A ball is dropped from a height h. The ball displaces 0.47h meters from the time it hits one second before it drops to the ground and when it hits the ground. Find h.
xf-xo=vot + 0.5gt^2
The Attempt at a Solution
h = ?
t1(at 1 second before ball hits ground) = 1
s(at one second before till it hits ground) = 0.47h
So, this is what it visually looks like:
o (A) t=0, v=0, a=g, h=0
| (B) t=t1, a=g, h=0.53h
| (C) t=t2, a=g, h=H
So, from A to B, the ball falls 0.53h meters. From A to C, the ball falls H meters. And From B to C, the ball has fallen 0.47h meters in 1 second, which comes from the problem statement. So the ball at B has fallen t seconds. And when the ball reaches C, it has fallen t + 1 seconds.
I need to find h...
So, I use the formula above for A to B and again for A to C:
0.53h = 0.5gt^2 => h= (0.5g/0.53)t^2 (A to B)
h = 0.5g(t+1)^2 (A to C)
I have set both equations equal to h.

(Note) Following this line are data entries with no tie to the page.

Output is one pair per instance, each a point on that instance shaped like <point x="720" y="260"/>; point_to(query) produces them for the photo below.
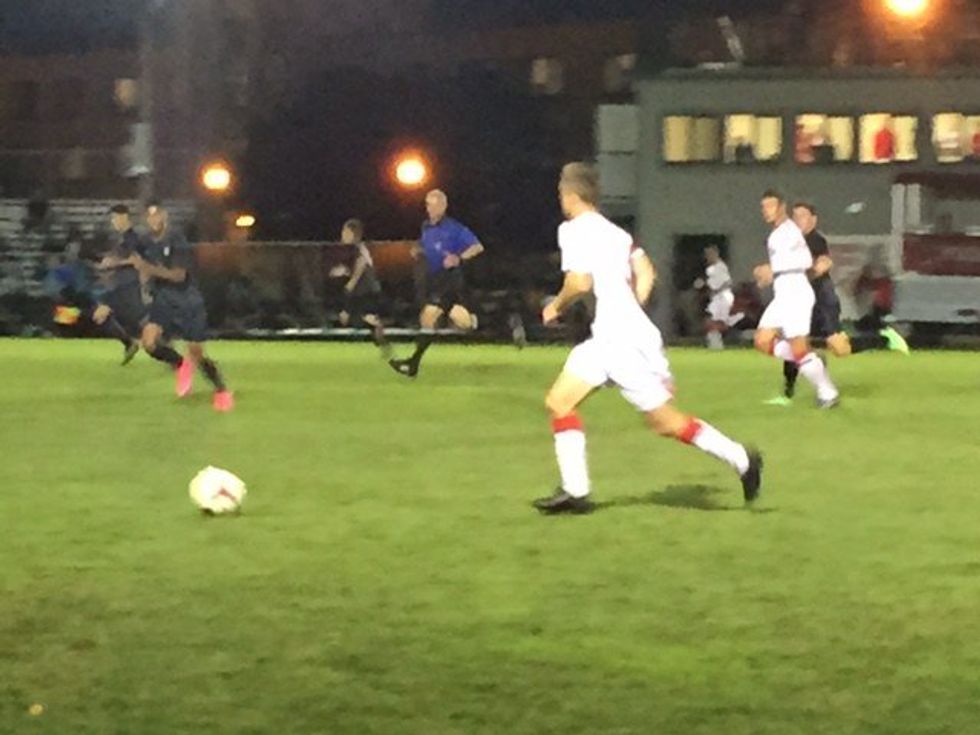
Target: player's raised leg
<point x="668" y="421"/>
<point x="562" y="400"/>
<point x="155" y="346"/>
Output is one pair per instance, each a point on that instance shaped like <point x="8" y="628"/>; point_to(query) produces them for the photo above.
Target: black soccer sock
<point x="113" y="328"/>
<point x="866" y="342"/>
<point x="790" y="372"/>
<point x="210" y="368"/>
<point x="168" y="355"/>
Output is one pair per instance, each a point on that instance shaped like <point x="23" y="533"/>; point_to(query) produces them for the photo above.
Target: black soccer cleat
<point x="562" y="502"/>
<point x="407" y="368"/>
<point x="130" y="352"/>
<point x="829" y="404"/>
<point x="752" y="478"/>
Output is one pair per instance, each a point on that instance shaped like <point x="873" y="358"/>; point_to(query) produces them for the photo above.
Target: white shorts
<point x="720" y="306"/>
<point x="640" y="371"/>
<point x="791" y="309"/>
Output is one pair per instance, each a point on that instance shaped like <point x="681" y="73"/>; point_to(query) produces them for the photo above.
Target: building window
<point x="24" y="101"/>
<point x="547" y="76"/>
<point x="956" y="137"/>
<point x="691" y="139"/>
<point x="752" y="139"/>
<point x="887" y="138"/>
<point x="618" y="74"/>
<point x="823" y="139"/>
<point x="126" y="93"/>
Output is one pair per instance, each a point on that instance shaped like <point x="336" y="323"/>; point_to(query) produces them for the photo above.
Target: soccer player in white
<point x="719" y="283"/>
<point x="625" y="349"/>
<point x="785" y="325"/>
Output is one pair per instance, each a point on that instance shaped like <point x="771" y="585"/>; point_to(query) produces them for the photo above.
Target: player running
<point x="120" y="310"/>
<point x="784" y="328"/>
<point x="445" y="245"/>
<point x="178" y="309"/>
<point x="826" y="310"/>
<point x="362" y="292"/>
<point x="625" y="348"/>
<point x="718" y="280"/>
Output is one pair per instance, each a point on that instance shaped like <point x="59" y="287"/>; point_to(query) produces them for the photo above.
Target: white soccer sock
<point x="813" y="369"/>
<point x="708" y="439"/>
<point x="784" y="351"/>
<point x="570" y="451"/>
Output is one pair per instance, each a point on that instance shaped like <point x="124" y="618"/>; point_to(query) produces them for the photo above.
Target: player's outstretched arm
<point x="576" y="285"/>
<point x="472" y="251"/>
<point x="644" y="276"/>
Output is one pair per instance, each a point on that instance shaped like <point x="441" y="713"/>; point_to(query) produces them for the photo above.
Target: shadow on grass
<point x="689" y="497"/>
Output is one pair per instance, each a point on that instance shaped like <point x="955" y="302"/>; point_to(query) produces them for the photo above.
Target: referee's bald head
<point x="436" y="204"/>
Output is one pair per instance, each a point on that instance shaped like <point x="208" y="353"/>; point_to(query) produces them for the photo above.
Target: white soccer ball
<point x="217" y="491"/>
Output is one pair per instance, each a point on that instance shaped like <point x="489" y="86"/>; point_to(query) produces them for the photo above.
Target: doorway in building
<point x="688" y="267"/>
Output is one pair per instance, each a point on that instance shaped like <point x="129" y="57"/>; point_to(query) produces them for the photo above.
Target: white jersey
<point x="788" y="251"/>
<point x="718" y="277"/>
<point x="592" y="244"/>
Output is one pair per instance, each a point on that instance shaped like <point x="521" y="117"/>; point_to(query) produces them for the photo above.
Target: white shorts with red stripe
<point x="640" y="371"/>
<point x="791" y="308"/>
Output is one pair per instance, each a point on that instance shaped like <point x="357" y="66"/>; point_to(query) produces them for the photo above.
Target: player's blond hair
<point x="581" y="179"/>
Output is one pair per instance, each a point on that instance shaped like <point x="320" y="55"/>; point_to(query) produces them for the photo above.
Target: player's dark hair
<point x="356" y="227"/>
<point x="582" y="179"/>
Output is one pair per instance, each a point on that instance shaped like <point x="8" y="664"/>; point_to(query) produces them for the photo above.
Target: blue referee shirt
<point x="447" y="237"/>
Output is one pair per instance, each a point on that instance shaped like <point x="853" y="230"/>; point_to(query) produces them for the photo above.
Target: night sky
<point x="41" y="26"/>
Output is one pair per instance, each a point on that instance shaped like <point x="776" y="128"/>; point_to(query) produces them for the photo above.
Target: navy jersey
<point x="127" y="244"/>
<point x="818" y="246"/>
<point x="447" y="237"/>
<point x="171" y="251"/>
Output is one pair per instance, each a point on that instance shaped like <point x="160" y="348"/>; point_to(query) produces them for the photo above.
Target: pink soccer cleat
<point x="224" y="401"/>
<point x="185" y="377"/>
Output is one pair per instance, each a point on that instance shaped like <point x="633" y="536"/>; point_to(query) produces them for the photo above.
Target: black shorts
<point x="357" y="305"/>
<point x="128" y="308"/>
<point x="445" y="289"/>
<point x="826" y="310"/>
<point x="181" y="315"/>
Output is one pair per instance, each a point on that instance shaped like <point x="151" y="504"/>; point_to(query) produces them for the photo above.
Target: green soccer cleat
<point x="895" y="341"/>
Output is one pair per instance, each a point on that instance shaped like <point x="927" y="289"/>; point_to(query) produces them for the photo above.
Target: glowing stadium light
<point x="908" y="8"/>
<point x="411" y="171"/>
<point x="216" y="178"/>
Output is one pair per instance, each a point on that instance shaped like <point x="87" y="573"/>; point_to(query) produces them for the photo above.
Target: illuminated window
<point x="823" y="139"/>
<point x="547" y="76"/>
<point x="691" y="139"/>
<point x="956" y="137"/>
<point x="752" y="139"/>
<point x="888" y="138"/>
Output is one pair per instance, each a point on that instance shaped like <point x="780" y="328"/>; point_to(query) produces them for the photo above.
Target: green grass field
<point x="388" y="575"/>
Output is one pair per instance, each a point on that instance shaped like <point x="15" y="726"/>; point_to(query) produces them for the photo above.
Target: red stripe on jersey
<point x="689" y="432"/>
<point x="572" y="422"/>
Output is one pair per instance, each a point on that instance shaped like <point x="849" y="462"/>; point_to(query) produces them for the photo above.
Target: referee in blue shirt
<point x="445" y="245"/>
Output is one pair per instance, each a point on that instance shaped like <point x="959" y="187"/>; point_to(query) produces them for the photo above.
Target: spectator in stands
<point x="884" y="141"/>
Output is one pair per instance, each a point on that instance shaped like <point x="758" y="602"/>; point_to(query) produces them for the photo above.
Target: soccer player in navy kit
<point x="445" y="245"/>
<point x="178" y="309"/>
<point x="120" y="310"/>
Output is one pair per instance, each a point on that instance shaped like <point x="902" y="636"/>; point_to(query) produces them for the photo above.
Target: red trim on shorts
<point x="689" y="432"/>
<point x="572" y="422"/>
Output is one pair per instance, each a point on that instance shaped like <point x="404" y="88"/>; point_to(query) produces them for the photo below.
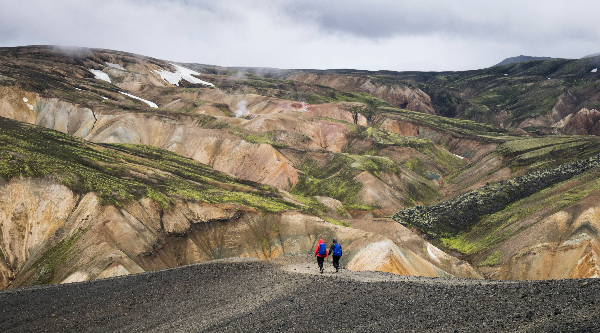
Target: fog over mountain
<point x="430" y="35"/>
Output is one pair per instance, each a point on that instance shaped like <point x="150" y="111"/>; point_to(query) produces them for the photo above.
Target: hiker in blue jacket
<point x="321" y="254"/>
<point x="336" y="249"/>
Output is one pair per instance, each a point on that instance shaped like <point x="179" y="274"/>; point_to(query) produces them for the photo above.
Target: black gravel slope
<point x="263" y="297"/>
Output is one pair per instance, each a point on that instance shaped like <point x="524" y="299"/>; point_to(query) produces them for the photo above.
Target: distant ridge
<point x="520" y="58"/>
<point x="591" y="55"/>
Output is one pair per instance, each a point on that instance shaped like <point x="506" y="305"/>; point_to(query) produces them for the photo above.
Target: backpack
<point x="322" y="249"/>
<point x="337" y="250"/>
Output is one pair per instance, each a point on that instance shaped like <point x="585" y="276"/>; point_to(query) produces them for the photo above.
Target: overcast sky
<point x="425" y="35"/>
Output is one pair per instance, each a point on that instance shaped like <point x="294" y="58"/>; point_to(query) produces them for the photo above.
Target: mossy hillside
<point x="461" y="213"/>
<point x="438" y="158"/>
<point x="304" y="92"/>
<point x="501" y="226"/>
<point x="119" y="173"/>
<point x="46" y="267"/>
<point x="455" y="127"/>
<point x="334" y="179"/>
<point x="492" y="259"/>
<point x="548" y="151"/>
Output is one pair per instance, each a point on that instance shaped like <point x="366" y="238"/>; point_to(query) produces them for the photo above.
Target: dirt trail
<point x="238" y="295"/>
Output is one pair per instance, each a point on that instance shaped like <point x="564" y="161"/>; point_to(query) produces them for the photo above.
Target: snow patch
<point x="152" y="105"/>
<point x="100" y="75"/>
<point x="117" y="66"/>
<point x="181" y="73"/>
<point x="241" y="109"/>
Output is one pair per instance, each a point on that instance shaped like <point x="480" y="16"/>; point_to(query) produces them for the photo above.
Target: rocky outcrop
<point x="559" y="247"/>
<point x="51" y="235"/>
<point x="402" y="97"/>
<point x="583" y="122"/>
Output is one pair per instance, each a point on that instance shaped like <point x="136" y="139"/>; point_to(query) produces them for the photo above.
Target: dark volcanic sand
<point x="289" y="295"/>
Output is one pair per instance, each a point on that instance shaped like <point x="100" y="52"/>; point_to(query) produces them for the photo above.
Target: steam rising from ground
<point x="241" y="109"/>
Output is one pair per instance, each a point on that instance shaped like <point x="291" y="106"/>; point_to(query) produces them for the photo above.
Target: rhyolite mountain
<point x="113" y="163"/>
<point x="520" y="58"/>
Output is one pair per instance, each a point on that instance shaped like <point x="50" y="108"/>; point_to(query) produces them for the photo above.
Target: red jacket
<point x="317" y="249"/>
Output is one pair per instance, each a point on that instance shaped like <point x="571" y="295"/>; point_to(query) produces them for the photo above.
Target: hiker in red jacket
<point x="321" y="254"/>
<point x="336" y="249"/>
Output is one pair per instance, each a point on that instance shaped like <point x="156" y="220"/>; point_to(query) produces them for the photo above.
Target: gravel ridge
<point x="289" y="295"/>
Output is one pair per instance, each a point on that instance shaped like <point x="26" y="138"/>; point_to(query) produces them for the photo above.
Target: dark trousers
<point x="320" y="261"/>
<point x="336" y="261"/>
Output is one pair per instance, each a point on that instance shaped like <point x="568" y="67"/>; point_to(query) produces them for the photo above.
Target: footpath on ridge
<point x="288" y="294"/>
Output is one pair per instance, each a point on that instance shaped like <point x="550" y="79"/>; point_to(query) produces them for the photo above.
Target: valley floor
<point x="288" y="294"/>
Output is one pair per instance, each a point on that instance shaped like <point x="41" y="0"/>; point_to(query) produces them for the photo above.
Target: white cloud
<point x="394" y="35"/>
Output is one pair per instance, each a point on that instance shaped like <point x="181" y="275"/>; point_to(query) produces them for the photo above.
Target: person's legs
<point x="336" y="262"/>
<point x="320" y="262"/>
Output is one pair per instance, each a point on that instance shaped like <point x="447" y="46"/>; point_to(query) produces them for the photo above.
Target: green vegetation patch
<point x="461" y="213"/>
<point x="46" y="266"/>
<point x="492" y="259"/>
<point x="268" y="138"/>
<point x="335" y="179"/>
<point x="495" y="228"/>
<point x="118" y="173"/>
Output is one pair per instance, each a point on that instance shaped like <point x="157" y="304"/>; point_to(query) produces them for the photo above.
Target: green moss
<point x="312" y="202"/>
<point x="498" y="227"/>
<point x="334" y="179"/>
<point x="492" y="259"/>
<point x="47" y="265"/>
<point x="118" y="173"/>
<point x="341" y="223"/>
<point x="267" y="138"/>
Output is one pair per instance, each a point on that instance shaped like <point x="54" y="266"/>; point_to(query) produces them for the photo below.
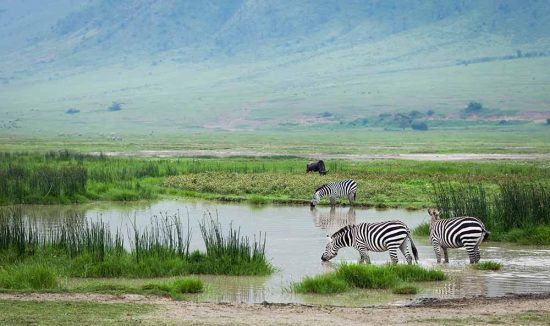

Now I solve for t by setting said equations equal to each other:
(0.5g/0.53)t^2 = 0.5g(t +1)^2 =>
t^2/0.53 = (t+1)^2 =>
0 = (1-(1/0.53))t^2 + 2t + 1
Using quadratic formula, I get approximately 2.68 seconds.
I plug this back into one of the formulas above to get h:
h = 0.5g(t+1)^2 =~ 66.43 meters.
Is this correct?
I have to enter this online and I literally have one more attempt left before whatever answer I put gets submitted. Please help me and let me know if this is correct.